Thursday 12 April 2018

The world needs a new flavour of SOSS!

Yes, you don't what the acronym SOSS means, because I just made it up. SOSS stands for Standard Open Simple Spatial format.

It's crazy that in the 21st century the most common de facto standard spatial format is based on 30-year old technology, is proprietary, and has silly limitations such as 11-character uppercase attribute names.

I'm talking, of course, about shapefiles.

Surely we can do better than this?!

Now there are actually a few things that shapefiles get right. For instance, the shapefile's simplistic tabular data model gets two full marks for being - simple and tabular! Hierarchical data models are very cool and highly expressive, but overkill and too complex for 80% of the use cases out there.

Another useful feature of shapefiles is that they store floating point data with full precision - i.e. in binary. Representing binary floating point numbers as textual decimal values is inherently lossy, and causes all kinds of subtle and annoying problems. (I'm always surprised that this doesn't crop up more often as a serious limitation of GML.)
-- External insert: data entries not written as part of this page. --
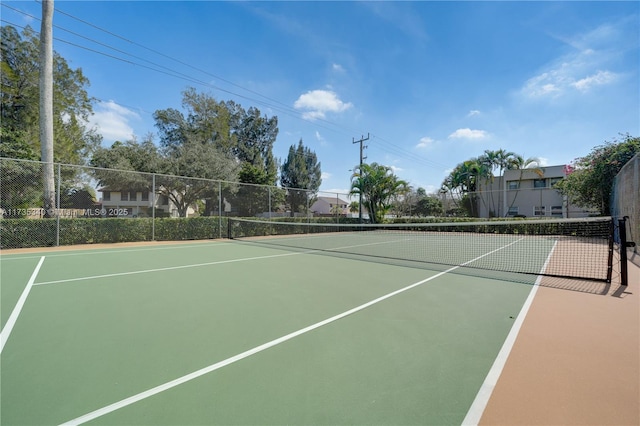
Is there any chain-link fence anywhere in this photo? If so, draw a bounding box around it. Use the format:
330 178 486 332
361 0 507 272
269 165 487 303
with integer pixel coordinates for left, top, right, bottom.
0 158 357 248
611 154 640 264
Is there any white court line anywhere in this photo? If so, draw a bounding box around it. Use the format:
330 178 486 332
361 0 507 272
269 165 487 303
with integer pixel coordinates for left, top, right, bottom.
34 241 404 285
62 240 520 425
0 256 44 353
0 241 231 262
462 241 557 426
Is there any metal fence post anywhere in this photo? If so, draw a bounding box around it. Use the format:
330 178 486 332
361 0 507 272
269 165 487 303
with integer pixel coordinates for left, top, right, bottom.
56 164 61 247
151 173 156 241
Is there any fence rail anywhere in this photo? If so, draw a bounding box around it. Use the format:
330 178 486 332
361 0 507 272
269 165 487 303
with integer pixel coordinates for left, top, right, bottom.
0 158 352 248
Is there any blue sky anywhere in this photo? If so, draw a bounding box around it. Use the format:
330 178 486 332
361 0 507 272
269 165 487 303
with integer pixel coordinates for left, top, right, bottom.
1 0 640 191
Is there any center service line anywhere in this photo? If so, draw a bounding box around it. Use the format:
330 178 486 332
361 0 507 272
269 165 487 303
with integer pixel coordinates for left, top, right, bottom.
0 256 44 353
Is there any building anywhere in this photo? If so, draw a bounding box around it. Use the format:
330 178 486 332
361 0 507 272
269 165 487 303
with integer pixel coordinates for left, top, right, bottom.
311 196 349 216
476 165 594 218
97 188 195 217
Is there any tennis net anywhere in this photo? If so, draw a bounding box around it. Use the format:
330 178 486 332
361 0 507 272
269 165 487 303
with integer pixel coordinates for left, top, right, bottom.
228 217 613 282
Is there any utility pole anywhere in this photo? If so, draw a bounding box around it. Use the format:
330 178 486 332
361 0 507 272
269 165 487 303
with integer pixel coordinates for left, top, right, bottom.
352 133 369 223
39 0 55 217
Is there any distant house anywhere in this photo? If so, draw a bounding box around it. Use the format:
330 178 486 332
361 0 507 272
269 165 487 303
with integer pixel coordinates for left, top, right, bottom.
476 165 593 218
97 187 195 217
311 196 349 216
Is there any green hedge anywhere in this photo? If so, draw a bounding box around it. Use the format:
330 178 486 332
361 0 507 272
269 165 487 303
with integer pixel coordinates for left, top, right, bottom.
0 216 610 248
0 217 226 249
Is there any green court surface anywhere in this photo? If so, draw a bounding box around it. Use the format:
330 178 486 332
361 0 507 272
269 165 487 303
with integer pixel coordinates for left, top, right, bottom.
0 241 535 425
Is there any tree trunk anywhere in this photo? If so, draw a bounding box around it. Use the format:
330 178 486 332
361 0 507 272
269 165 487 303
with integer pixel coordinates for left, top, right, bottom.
40 0 55 217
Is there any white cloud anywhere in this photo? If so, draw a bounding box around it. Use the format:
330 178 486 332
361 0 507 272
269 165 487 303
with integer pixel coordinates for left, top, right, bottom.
416 136 435 148
89 101 140 142
572 71 617 92
537 157 549 167
331 64 344 72
293 90 353 120
316 130 327 146
449 128 489 140
520 23 625 99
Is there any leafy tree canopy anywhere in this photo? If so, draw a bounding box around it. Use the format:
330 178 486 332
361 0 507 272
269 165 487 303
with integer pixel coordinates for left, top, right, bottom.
0 26 101 164
350 163 409 223
556 133 640 216
280 139 322 216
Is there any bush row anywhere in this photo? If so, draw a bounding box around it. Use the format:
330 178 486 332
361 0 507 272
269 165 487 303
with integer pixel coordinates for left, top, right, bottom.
0 217 226 249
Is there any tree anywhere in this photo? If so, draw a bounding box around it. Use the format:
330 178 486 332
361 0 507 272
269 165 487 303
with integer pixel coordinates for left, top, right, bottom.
479 148 515 217
154 88 241 216
556 133 640 216
350 163 409 223
0 24 101 164
442 158 491 217
504 154 544 216
280 139 322 217
226 101 282 216
413 188 444 216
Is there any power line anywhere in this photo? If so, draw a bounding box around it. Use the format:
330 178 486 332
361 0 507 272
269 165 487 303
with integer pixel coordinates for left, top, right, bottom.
2 0 447 171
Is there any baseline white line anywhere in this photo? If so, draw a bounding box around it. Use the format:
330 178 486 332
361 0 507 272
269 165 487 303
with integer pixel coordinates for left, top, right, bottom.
462 241 557 426
62 240 520 426
0 256 44 353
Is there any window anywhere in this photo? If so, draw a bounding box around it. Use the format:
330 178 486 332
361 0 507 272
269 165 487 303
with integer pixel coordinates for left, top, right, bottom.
549 178 562 188
533 179 547 188
551 206 562 217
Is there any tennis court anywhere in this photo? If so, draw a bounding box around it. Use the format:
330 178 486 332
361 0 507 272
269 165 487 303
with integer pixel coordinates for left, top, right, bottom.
0 218 636 425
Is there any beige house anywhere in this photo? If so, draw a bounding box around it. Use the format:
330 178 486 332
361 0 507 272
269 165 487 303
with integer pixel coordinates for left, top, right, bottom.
311 196 349 215
96 188 195 217
477 165 594 218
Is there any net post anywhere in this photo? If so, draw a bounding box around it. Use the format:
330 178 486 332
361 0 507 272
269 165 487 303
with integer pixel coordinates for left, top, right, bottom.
607 217 616 284
618 216 629 286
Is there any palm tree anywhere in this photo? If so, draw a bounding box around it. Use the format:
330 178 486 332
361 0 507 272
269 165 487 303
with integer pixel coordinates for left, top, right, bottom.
350 163 409 223
504 154 544 216
480 148 515 216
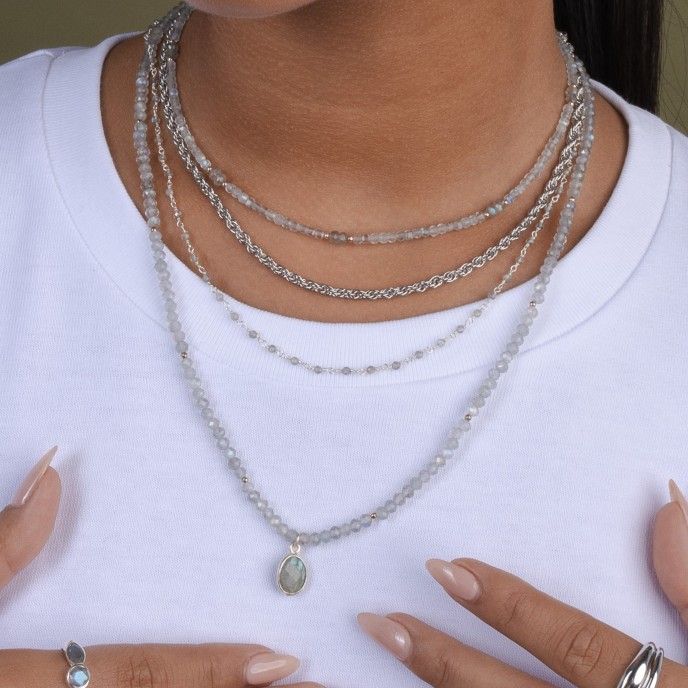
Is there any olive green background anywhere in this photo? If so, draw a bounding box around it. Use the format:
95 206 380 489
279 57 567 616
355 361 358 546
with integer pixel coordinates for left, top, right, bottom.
0 0 688 132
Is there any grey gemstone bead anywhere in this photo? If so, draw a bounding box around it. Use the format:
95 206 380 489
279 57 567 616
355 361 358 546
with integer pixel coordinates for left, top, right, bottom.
64 640 86 664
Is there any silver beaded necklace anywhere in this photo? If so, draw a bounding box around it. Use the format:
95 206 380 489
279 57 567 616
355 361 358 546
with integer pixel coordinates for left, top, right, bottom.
152 117 570 375
168 20 577 245
157 4 575 300
133 8 594 595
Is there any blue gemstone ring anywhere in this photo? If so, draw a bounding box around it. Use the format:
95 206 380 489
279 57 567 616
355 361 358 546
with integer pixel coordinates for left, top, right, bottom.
62 640 91 688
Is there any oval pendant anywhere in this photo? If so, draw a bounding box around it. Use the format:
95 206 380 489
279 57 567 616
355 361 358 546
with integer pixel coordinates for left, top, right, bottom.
277 545 308 595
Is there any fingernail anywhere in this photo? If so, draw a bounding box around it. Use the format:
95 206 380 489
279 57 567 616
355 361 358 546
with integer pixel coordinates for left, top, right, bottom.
10 447 57 506
425 559 480 602
669 480 688 524
356 612 411 662
245 652 300 686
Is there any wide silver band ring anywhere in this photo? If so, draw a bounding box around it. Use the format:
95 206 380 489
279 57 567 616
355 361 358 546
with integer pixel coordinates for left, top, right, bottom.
62 640 91 688
616 643 664 688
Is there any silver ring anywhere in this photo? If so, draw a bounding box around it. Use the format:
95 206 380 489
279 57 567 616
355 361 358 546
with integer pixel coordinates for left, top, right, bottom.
62 640 91 688
616 643 664 688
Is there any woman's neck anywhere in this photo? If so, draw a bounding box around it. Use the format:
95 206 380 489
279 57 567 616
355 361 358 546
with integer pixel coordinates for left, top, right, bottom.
102 0 626 322
179 0 565 215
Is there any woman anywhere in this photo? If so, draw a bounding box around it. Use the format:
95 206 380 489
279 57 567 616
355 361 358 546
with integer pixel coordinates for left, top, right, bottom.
0 0 688 688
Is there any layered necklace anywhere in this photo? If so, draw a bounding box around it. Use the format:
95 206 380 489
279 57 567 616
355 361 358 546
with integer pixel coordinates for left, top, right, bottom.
133 4 594 595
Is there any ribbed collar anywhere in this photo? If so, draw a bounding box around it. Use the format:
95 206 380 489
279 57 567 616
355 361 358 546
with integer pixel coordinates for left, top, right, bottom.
43 34 671 387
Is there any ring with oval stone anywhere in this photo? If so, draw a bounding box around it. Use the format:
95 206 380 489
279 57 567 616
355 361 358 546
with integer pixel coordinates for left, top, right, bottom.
62 640 91 688
616 643 664 688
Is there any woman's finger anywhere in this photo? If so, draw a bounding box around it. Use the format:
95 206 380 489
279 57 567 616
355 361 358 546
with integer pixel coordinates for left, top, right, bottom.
428 559 688 688
0 643 322 688
358 614 551 688
652 480 688 626
0 447 60 588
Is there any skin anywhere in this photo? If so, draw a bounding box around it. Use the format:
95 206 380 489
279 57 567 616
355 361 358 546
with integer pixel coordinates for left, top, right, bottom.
0 0 688 688
102 0 626 322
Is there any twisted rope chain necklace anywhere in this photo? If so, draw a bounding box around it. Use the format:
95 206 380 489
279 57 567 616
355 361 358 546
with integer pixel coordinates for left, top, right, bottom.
157 4 575 300
133 8 595 595
151 99 572 375
168 26 577 245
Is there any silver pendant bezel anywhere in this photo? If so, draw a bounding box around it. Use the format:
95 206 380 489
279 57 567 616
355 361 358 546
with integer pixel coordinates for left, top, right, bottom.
276 542 308 597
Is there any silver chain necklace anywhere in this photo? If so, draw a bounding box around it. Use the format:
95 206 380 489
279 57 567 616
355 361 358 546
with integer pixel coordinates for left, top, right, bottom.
133 8 594 595
151 115 571 375
168 20 577 245
156 5 582 300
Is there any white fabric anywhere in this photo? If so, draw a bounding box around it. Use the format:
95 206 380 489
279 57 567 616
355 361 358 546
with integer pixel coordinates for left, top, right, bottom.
0 37 688 688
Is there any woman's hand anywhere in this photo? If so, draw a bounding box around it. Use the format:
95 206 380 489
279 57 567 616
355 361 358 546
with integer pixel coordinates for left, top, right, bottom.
359 483 688 688
0 447 321 688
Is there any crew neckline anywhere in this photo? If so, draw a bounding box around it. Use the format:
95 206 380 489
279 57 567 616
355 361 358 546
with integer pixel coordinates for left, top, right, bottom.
43 33 671 387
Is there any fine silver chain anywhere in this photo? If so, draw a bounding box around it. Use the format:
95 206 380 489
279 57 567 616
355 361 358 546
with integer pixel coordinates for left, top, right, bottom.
133 2 595 594
156 6 582 300
151 98 572 375
168 24 576 245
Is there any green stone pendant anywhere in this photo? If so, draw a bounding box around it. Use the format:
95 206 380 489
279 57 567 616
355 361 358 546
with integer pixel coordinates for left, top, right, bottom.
277 542 308 595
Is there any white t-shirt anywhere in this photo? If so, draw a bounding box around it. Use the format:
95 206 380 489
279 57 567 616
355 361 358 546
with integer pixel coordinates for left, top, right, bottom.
0 37 688 688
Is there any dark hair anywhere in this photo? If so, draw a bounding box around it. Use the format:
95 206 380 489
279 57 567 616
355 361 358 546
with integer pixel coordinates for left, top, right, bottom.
554 0 664 112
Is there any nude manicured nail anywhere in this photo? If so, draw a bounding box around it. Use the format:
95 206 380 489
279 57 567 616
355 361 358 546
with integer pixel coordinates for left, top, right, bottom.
356 613 411 661
244 652 300 686
10 447 57 506
425 559 480 602
669 480 688 525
So what are the current leading contenders for a SOSS format? Here's an opinionated list, with pros and cons


Format Pro Con
Shapefile tabular, lossless numerics proprietary, antiquated, limited
GML complex to model and parse, lossy numerics, poor schema handling open, flexible
KML proprietary, lossy, limited attribute handling, designed for presentation relatively simple, well documented
GeoRSS not appropriate as a full-featured SOSS, lossy
GeoJSON too tied to Javascript, lossy, no schema standard
YAML needs a spatial profile

Conspicuous by its absence on this list is XML. In fact XML is a meta-format, not a format. To utilize XML would require defining an appropriate profile (which would need to be highly restricted to meet the criteria of simple). The major drawback of XML is that specifying the profile almost inevitably drags one into the mind-bending hell of XML Schema. (There are other schema languages, such as RelaxNG, but they involve similar complexity and have even less traction).

There's also more esoteric formats such as NetCDF, but it fails the simplicity test, and it's unclear how well it supports Geometry types.